Comissão especial vai analisar PEC da eleição indireta
A Assembleia Legislativa do Rio Grande do Norte instalou, nesta quarta-feira 11, a comissão especial que será responsável por analisar a Proposta de Emenda à Constituição (PEC) nº 03/2022, que trata dos procedimentos a serem realizados no caso de vacância dupla no Governo do Estado (como mortes ou renúncias do governador e do vice-governador) nos dois últimos anos do mandato.
A PEC tem o objetivo de estabelecer na Constituição do Estado um entendimento já firmado pelo Supremo Tribunal Federal (STF).
Atualmente, a Constituição do Estado determina que, em caso de vacância dupla no governo no último ano do mandato, o cargo deve ser ocupado até o fim (5 de janeiro do ano seguinte) pelo presidente da Assembleia Legislativa ou, se houver recusa, pelo presidente do Tribunal de Justiça.

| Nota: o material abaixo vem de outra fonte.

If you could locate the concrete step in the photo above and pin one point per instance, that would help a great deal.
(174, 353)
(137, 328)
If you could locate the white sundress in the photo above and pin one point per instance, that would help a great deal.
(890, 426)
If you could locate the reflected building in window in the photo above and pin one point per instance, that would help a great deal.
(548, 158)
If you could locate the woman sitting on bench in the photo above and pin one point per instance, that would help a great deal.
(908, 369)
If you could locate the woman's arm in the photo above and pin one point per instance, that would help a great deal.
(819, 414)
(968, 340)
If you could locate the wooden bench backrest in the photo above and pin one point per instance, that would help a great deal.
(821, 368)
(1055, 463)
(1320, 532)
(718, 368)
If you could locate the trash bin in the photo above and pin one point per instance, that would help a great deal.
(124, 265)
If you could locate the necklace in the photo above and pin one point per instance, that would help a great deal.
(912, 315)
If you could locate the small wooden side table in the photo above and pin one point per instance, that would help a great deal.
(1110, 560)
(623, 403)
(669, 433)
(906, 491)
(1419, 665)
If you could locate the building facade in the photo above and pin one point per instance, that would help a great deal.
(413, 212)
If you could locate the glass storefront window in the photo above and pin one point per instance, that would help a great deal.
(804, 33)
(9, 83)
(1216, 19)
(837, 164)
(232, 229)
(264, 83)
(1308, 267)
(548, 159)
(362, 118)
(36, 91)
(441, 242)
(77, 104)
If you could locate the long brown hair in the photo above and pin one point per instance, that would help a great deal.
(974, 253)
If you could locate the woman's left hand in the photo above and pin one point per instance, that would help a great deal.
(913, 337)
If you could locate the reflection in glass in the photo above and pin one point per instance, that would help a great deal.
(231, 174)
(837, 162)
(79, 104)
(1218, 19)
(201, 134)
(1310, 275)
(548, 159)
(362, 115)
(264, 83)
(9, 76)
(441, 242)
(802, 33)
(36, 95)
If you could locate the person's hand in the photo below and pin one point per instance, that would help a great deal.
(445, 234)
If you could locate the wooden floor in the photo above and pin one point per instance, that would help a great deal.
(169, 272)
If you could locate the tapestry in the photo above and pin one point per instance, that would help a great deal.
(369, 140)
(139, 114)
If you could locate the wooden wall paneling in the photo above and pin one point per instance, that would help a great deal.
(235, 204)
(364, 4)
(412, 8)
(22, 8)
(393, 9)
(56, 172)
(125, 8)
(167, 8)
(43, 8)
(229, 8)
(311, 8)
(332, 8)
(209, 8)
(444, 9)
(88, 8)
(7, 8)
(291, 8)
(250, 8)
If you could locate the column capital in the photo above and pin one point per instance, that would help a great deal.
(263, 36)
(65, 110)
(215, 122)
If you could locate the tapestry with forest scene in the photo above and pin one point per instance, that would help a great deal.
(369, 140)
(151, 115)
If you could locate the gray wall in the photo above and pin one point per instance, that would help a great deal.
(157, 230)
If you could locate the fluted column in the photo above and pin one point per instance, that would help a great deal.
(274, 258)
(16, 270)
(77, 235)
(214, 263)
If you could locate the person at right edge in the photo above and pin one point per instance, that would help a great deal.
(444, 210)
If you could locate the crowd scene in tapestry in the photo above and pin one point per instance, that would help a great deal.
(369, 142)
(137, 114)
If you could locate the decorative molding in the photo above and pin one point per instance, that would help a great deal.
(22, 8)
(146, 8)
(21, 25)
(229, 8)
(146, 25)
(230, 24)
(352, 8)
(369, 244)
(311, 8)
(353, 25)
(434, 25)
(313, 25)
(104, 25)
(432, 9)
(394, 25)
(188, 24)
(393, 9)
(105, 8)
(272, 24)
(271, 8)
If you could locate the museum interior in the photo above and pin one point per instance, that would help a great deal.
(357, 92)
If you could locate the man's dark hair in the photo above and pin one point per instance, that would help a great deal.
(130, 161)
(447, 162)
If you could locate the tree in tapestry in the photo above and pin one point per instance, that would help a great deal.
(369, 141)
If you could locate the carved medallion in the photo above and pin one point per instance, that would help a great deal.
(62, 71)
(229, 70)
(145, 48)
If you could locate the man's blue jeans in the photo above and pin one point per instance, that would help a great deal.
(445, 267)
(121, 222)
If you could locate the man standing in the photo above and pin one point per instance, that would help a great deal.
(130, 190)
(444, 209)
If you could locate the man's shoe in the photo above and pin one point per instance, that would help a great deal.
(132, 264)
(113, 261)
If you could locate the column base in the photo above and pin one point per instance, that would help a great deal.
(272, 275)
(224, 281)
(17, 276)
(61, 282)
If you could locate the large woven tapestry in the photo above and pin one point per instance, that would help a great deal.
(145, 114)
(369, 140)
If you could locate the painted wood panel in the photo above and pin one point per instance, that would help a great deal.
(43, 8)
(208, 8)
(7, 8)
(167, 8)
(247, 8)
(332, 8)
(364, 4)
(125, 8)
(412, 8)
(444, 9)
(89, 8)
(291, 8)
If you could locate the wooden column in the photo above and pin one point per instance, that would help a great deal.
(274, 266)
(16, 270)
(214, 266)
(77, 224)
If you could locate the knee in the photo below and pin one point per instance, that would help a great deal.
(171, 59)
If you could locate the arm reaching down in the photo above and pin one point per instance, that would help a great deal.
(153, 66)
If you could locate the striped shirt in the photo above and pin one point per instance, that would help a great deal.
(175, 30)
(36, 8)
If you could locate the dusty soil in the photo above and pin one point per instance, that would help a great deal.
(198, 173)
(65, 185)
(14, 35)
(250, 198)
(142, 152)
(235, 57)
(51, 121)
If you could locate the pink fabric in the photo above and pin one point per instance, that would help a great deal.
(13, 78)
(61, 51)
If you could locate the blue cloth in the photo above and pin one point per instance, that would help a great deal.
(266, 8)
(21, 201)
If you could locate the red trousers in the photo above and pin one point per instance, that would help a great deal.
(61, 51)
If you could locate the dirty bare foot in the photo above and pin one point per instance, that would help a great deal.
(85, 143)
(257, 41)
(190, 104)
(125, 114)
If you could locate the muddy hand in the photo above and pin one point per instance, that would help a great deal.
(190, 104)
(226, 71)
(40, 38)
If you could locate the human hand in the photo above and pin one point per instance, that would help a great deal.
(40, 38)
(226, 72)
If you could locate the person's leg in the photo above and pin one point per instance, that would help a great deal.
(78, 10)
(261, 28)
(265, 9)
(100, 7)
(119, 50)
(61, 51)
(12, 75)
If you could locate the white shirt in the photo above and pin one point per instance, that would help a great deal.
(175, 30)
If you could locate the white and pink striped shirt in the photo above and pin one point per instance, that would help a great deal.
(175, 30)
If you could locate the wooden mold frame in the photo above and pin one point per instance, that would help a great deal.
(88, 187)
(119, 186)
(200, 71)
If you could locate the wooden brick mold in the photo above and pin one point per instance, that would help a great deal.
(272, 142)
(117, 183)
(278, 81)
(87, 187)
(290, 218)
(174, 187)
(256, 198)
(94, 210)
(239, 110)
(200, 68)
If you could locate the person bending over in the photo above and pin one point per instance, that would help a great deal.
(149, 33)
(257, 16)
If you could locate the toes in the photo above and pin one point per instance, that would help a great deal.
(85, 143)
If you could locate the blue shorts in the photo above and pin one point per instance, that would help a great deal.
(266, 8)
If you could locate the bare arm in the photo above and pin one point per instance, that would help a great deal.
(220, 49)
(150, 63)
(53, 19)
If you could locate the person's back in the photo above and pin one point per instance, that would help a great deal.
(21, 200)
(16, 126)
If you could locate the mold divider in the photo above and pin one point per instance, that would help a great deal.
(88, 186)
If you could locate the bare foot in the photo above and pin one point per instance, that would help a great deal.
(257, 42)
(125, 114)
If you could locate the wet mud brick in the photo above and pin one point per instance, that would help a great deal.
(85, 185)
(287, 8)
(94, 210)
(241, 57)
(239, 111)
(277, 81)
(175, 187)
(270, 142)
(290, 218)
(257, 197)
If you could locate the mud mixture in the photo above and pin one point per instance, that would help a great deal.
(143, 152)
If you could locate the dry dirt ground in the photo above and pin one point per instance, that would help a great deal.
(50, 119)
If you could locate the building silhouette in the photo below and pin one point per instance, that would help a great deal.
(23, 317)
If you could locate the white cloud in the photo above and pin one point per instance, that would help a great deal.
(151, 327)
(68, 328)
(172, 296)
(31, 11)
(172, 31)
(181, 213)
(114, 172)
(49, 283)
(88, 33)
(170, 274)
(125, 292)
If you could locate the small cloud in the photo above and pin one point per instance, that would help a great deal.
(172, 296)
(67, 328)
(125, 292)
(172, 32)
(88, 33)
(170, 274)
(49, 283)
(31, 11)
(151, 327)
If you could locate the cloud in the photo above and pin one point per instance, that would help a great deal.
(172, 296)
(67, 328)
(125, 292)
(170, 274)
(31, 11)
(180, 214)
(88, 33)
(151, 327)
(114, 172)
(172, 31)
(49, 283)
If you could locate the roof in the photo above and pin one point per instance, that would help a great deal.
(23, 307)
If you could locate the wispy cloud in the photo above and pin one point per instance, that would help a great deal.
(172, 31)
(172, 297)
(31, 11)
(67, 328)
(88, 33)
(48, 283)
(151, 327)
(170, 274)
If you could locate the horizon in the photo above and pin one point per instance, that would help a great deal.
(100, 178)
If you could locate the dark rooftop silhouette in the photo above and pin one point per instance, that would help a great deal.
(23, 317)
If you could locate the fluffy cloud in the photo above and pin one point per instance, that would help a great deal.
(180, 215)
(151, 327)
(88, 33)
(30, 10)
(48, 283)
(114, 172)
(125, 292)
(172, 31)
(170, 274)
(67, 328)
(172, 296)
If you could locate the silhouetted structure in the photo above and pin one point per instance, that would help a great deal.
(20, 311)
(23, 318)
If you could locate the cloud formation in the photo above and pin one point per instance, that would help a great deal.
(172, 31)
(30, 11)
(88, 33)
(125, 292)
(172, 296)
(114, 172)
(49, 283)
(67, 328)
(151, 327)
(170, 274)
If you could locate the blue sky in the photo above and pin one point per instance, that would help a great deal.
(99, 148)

Em março de 2025, porém, o STF invalidou essa regra, determinando que, no caso de vacância dupla nos dois últimos anos, o Estado precisa realizar novas eleições (diretas ou indiretas) para escolher governador e vice para um mandato tampão. Seguindo o que determina a Constituição Federal, quando a vacância dupla ocorre no último ano de mandato, o caminho é a realização de eleição indireta.
O Rio Grande do Norte caminha para ter essa situação em abril, quando são esperadas as renúncias da governadora Fátima Bezerra (PT) e do vice-governador Walter Alves (MDB).
Durante o encontro, os parlamentares elegeram por unanimidade o deputado Gustavo Carvalho (PL) para a presidência da comissão especial. A vice-presidente será a deputada Cristiane Dantas (Solidariedade).
O relator será o deputado estadual Francisco do PT, que agora tem 10 dias para apresentar parecer sobre a proposta. A apreciação do relatório está prevista para ocorrer em reunião marcada para o dia 25 de março, às 9h.
Os outros dois membros da comissão são Isolda Dantas (PT) e Hermano Morais (PV).
Em 4 de março, mesmo antes da oficialização da mudança constitucional, a Assembleia aprovou por unanimidade um projeto de resolução que estabelece as regras para a realização da eventual eleição indireta. O texto aguarda promulgação pelo presidente da Casa, deputado estadual Ezequiel Ferreira (PSDB). Segundo o texto, a eleição indireta deverá ser realizada em até 30 dias depois da vacância dupla.